惟按被害人所親身經歷之被害供述,本質上與證人之陳述無異,如以之為認定犯罪事實之依據時,必須踐行法定之證人調查程序,始具證據能力。本件原判決以被害人翁○宏於民國九十年七月二十日在原審之供述(原判決第二四頁),作為認定犯罪事實之依據,並未踐行法定之證人調查程序,自非適法。又認定犯罪事實,應憑證據,如未能發現相當證據,或證據不足以證明,自不能以推測或擬制之方法,以為裁判之基礎。
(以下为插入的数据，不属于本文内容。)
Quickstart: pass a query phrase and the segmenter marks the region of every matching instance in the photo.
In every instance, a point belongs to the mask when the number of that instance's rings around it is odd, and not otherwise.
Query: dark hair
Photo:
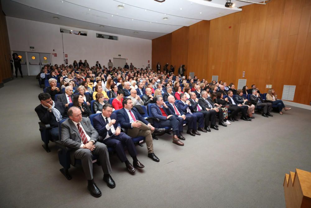
[[[221,97],[221,95],[223,94],[221,92],[218,92],[217,93],[217,98],[218,99],[220,99]]]
[[[50,94],[45,92],[42,92],[38,95],[38,98],[40,101],[47,100],[50,97]]]
[[[73,104],[73,106],[75,106],[77,107],[78,107],[79,106],[79,101],[78,100],[79,99],[79,96],[81,95],[80,94],[73,94],[73,100],[72,101],[72,103]]]
[[[123,99],[123,101],[122,101],[122,105],[124,107],[124,105],[128,104],[128,100],[131,100],[130,98],[125,98]]]
[[[118,91],[117,91],[117,94],[124,94],[124,90],[123,90],[122,89],[119,89],[118,90]]]
[[[103,109],[105,110],[108,107],[109,108],[113,108],[112,105],[111,104],[106,103],[103,106]]]

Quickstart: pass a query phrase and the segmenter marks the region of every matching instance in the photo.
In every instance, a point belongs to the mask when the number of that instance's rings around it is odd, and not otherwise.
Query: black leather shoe
[[[267,118],[268,118],[268,117],[269,117],[269,116],[268,116],[267,115],[266,115],[266,114],[265,114],[264,113],[263,113],[262,114],[261,114],[261,115],[262,116],[264,117],[266,117]]]
[[[138,160],[135,163],[133,162],[133,165],[135,167],[138,167],[140,168],[143,168],[145,167],[145,166],[141,163]]]
[[[178,138],[179,139],[181,139],[182,140],[186,140],[186,138],[183,136],[183,135],[180,133],[179,134],[179,136],[178,137]]]
[[[128,168],[128,171],[130,172],[133,173],[135,172],[135,168],[134,168],[134,167],[133,167],[133,166],[130,163],[128,165],[125,165],[125,166],[126,166],[126,168]]]
[[[196,134],[197,135],[201,135],[201,134],[197,132],[197,131],[196,130],[194,130],[194,129],[192,130],[192,133],[193,133],[195,134]]]
[[[99,197],[101,196],[101,192],[95,183],[87,185],[87,189],[90,191],[91,195],[95,197]]]
[[[225,127],[227,127],[227,124],[224,123],[223,122],[220,122],[218,124],[220,126],[224,126]]]
[[[193,136],[194,137],[195,136],[195,134],[192,133],[192,131],[191,130],[188,130],[187,131],[187,133],[188,134],[190,134],[191,136]]]
[[[205,129],[204,129],[203,128],[197,128],[197,130],[198,131],[201,131],[203,132],[205,132],[205,133],[206,133],[207,132],[207,131]]]
[[[205,129],[207,132],[211,132],[211,129],[210,129],[208,126],[206,126],[204,127],[204,129]]]
[[[158,158],[155,153],[153,152],[152,152],[150,154],[148,154],[148,157],[150,157],[152,159],[153,161],[155,161],[156,162],[160,162],[160,159]]]
[[[215,130],[218,130],[218,128],[216,127],[216,126],[211,126],[211,128],[213,128]]]
[[[247,121],[248,120],[247,120],[247,119],[245,119],[244,117],[241,117],[240,119],[244,121]]]
[[[116,187],[116,183],[114,182],[114,179],[110,175],[104,175],[103,178],[104,181],[107,183],[107,186],[109,188],[113,188]]]
[[[165,131],[165,128],[155,128],[155,131],[153,132],[153,133],[163,133]]]

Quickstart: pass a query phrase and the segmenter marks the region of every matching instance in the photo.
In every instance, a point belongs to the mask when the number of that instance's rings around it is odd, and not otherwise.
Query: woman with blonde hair
[[[283,103],[283,101],[281,100],[278,100],[275,91],[273,89],[269,89],[268,91],[268,93],[266,96],[266,99],[272,103],[272,105],[277,105],[279,109],[279,113],[281,115],[283,115],[282,109],[284,109],[285,111],[289,110],[291,109],[291,108],[286,108],[285,105]]]

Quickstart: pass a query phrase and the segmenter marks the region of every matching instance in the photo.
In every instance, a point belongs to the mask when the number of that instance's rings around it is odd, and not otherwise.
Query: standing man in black
[[[18,55],[16,53],[13,53],[12,56],[13,56],[13,60],[14,61],[14,67],[15,68],[15,77],[17,78],[17,69],[18,69],[20,71],[20,74],[21,74],[21,76],[23,78],[23,72],[21,71],[21,60],[18,57]]]

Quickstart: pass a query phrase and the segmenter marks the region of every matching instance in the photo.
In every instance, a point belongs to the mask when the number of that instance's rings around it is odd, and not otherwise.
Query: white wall
[[[91,66],[95,65],[96,61],[99,61],[102,66],[107,66],[109,60],[113,61],[114,58],[128,59],[129,65],[132,62],[137,67],[146,66],[148,60],[151,63],[151,40],[7,16],[6,18],[11,51],[30,52],[30,46],[33,46],[35,52],[56,53],[57,57],[52,56],[53,64],[64,63],[60,27],[87,32],[87,36],[63,33],[64,50],[68,55],[68,65],[72,64],[74,60],[79,62],[80,59],[83,61],[86,59]],[[96,38],[96,33],[118,36],[118,40]],[[119,54],[121,56],[118,56]]]

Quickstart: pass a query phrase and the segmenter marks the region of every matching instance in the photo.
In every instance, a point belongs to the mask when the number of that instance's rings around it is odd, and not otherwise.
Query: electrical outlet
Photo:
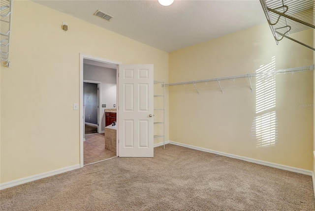
[[[78,110],[78,103],[73,103],[73,110]]]

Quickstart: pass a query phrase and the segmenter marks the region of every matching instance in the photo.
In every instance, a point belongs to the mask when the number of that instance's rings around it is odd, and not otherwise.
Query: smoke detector
[[[97,16],[102,19],[106,20],[107,21],[110,21],[114,18],[114,17],[111,15],[106,14],[105,12],[103,12],[98,10],[97,10],[94,13],[94,15]]]

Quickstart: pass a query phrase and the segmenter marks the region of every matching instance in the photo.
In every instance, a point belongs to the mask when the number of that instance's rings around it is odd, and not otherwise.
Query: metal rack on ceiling
[[[315,29],[314,0],[260,0],[272,34],[278,45],[285,37],[314,51],[315,48],[289,35]]]
[[[0,0],[0,61],[8,67],[13,0]]]

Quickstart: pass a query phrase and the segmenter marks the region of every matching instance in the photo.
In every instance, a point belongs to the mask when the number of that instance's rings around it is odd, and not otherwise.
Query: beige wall
[[[313,42],[311,30],[295,36]],[[289,40],[276,45],[266,24],[171,53],[169,80],[255,73],[267,70],[268,64],[276,70],[311,65],[313,57],[312,50]],[[257,113],[261,88],[255,78],[252,92],[246,79],[221,81],[223,94],[216,82],[197,84],[199,95],[192,85],[169,87],[170,140],[312,170],[313,109],[301,105],[313,103],[313,71],[275,80],[275,106]],[[275,119],[274,126],[268,117]],[[266,134],[277,134],[271,142],[263,138],[265,145],[259,130],[265,123],[272,127]]]
[[[1,183],[79,163],[79,53],[153,63],[155,80],[168,78],[166,52],[32,1],[13,10],[11,66],[1,69]]]

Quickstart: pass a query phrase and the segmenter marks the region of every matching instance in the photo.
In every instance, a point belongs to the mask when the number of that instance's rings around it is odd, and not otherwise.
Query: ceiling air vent
[[[114,17],[112,16],[111,15],[106,14],[98,10],[96,10],[96,11],[95,12],[95,13],[94,13],[94,15],[99,17],[103,19],[106,20],[107,21],[110,21],[113,19],[113,18],[114,18]]]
再,犯罪之動機與犯罪之決意不同,雖犯罪之決意,大部分有一定之動機,但動機千差萬別,就殺人而言,有殺人之動機,並不當然等同即有殺人之決意,而是否有殺人之決意,其應依憑證據認定之,自不待言。又同謀共同正犯中僅參與同謀之正犯,對於其與下手實施犯罪構成要件行為之正犯如何謀議之事實,應以積極證據嚴格證明之,始得採為認定之基礎。本件原判決既認定上訴人與陳姓少年於八十七年十月十八日晚上,在陳姓少年工作之PUB店內共同謀議而基於共同殺害翁○宏之犯意聯絡,推由陳姓少年下手實施,商量既定後,翌日而有原判決事實欄所記載之殺害翁○宏未遂之事實,但原判決對於上訴人如何與陳姓少年在其工作之PUB店內共同謀議殺害翁○宏又推由陳姓少年下手之事實部分,並未據原判決說明其依憑之證據。且上訴人在警訊或第一審時,均稱:「陳姓少年表示要報復」、「陳姓少年表示幫我報仇去砍翁」,均為上訴人所拒絕等語(見原判決第四、五頁),陳姓少年在偵查及第一審亦分別稱:因為上訴人與翁○宏打架糾紛,上訴人被送感化教育,要給他教訓,雖然上訴人不計較,但伊看不過去,為了替上訴人出氣,上訴人並未叫伊去砍翁○宏云云(見原判決第九至一八頁),證人杜○揚、黎○孝、邱○壕、吳○峻之證言,亦未指上訴人有與陳姓少年有共同謀議而推由陳姓少年下手殺害翁○宏之情形(見原判決第二四至二六頁),果爾,遽以上訴人
因與翁○宏間有打架糾紛,被第一審法院少年法庭裁定,令入感化教育處所,施以感化教育,銜恨在心,而有殺害翁○宏之動機,即推論上訴人有與陳姓少年共同謀議殺害翁○宏,推由陳姓少年下手實施,而應就陳姓少年嗣後殺害翁○宏未遂之行為,負共同正犯之責任,自嫌速斷,揆之上開說明,自有再加調查、審認之必要。又依原判決事實之認定:上訴人與陳姓少年先至文良飲食店預先等候翁○宏,嗣見翁母翁蕭○珍以機車後載翁○宏經過時,陳姓少年即騎機車尾隨,俟翁○宏在苗栗縣頭份鎮中華路與中正路口下車,獨自往苗栗客運頭份總站方向行走時,陳姓少年即以預藏之水果刀刺殺翁○宏等情,查與陳姓少年在原審之證言:陳姓少年係與上訴人在文良飲食店吃早點,吃到一半,即自行離去,先至翁○宏住宅旁空地等,看到他出來,即尾隨之等語(見原判決第一六、一七頁),並不相符,原判決就此部分並未說明其證據取捨及判斷之理由,亦非適法。另原判決以上訴人「選擇感化教育報到當天行兇,本意當是其已去報到受感化教育,可以成為其不在場之證明,孰料當天因颱風停止上班,因而未去報到,實可謂『天網恢恢,疏而不漏』。」,以宗教、道德之觀點論述,並非妥適,合予指明。上訴意旨指摘原判決不當,尚非全無理由,應認有撤銷發回更審之原因。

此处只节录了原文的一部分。